Responsibilities
- Deploying clusters of 1,000+ GPUs using custom written playbooks; modifying these tools as necessary to provide the perfect solution for a customer.
- Validating correctness and performance of underlying compute, storage, and networking infrastructure, and working with providers to optimize these subsystems.
- Migrating petabytes of data from public cloud platforms to local storage, as quickly and cost effectively as possible.
- Debugging issues anywhere in the stack, from “this server’s fan is blocked by a plastic bag” to “optimizing S3 dataloaders from buckets in different regions”.
- Building internal tooling to decrease deployment time and increase cluster reliability, including automation where the customer benefits clearly outweigh the implementation overhead.
Requirements
- 2+ years of SRE, DevOps, Sysadmin, and/or HPC engineering experience.
- Great verbal and written communication skills in English.
- Experience deploying and operating Kubernetes and/or SLURM clusters.
- Experience in writing Go, Python, Bash.
- Experience using Ansible, Terraform, and other automation or IAC tools.
- Strong engineering background, preferably in Computer Science, Software Engineering, Math, Computer Engineering, or similar fields.
Nice to Have
- You have built and operated an AI workload at 1000+ GPU scale.
- You have built multi-tenant, hyperscale Kubernetes based services.
- You have physically deployed infrastructure in a datacenter, managed bare metal hardware via MaaS or Netbox, etc.

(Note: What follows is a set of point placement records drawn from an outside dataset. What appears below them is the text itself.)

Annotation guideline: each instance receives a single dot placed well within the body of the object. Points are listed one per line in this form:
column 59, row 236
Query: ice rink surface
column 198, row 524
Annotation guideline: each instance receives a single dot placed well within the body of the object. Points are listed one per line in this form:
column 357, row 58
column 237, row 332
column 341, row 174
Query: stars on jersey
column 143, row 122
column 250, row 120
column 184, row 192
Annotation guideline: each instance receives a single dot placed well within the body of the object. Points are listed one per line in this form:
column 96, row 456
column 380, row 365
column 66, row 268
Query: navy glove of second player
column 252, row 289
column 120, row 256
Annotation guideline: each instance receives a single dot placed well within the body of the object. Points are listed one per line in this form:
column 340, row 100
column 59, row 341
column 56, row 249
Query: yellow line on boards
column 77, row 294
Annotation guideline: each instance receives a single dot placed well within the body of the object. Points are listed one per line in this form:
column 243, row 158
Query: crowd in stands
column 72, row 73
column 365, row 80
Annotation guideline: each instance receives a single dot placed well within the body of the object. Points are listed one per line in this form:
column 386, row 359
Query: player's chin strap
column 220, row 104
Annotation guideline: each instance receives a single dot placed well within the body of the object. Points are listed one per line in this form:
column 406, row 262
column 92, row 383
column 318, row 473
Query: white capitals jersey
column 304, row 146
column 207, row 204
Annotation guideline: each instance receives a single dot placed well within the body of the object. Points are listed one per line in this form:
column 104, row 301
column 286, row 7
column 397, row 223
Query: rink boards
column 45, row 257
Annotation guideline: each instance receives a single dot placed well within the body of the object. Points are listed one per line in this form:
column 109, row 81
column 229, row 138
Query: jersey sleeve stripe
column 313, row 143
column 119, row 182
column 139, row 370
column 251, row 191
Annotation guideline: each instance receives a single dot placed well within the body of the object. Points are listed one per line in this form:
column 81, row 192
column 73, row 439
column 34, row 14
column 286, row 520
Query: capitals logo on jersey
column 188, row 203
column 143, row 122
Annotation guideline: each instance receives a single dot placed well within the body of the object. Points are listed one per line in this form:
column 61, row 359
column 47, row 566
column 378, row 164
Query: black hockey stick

- You have deployed and managed multi-tenant InfiniBand or RoCE networks.
- You have deployed and managed petabyte scale all-flash storage systems, including DDN, VAST, and/or Weka; or Ceph, LUSTRE, or similar open source tools.
Benefits
- Competitive total compensation package (cash + equity).
- Retirement or pension plan, in line with local norms.
- Health, dental, and vision insurance.
- Generous PTO policy, in line with local norms.
- Fluidstack is remote first, but has offices in London, New York, and SF. For all other locations, we provide access to WeWork.
Work Arrangement
Remote (Worldwide)
Additional Information
- This role will involve being part of an on-call rotation up to one week per month.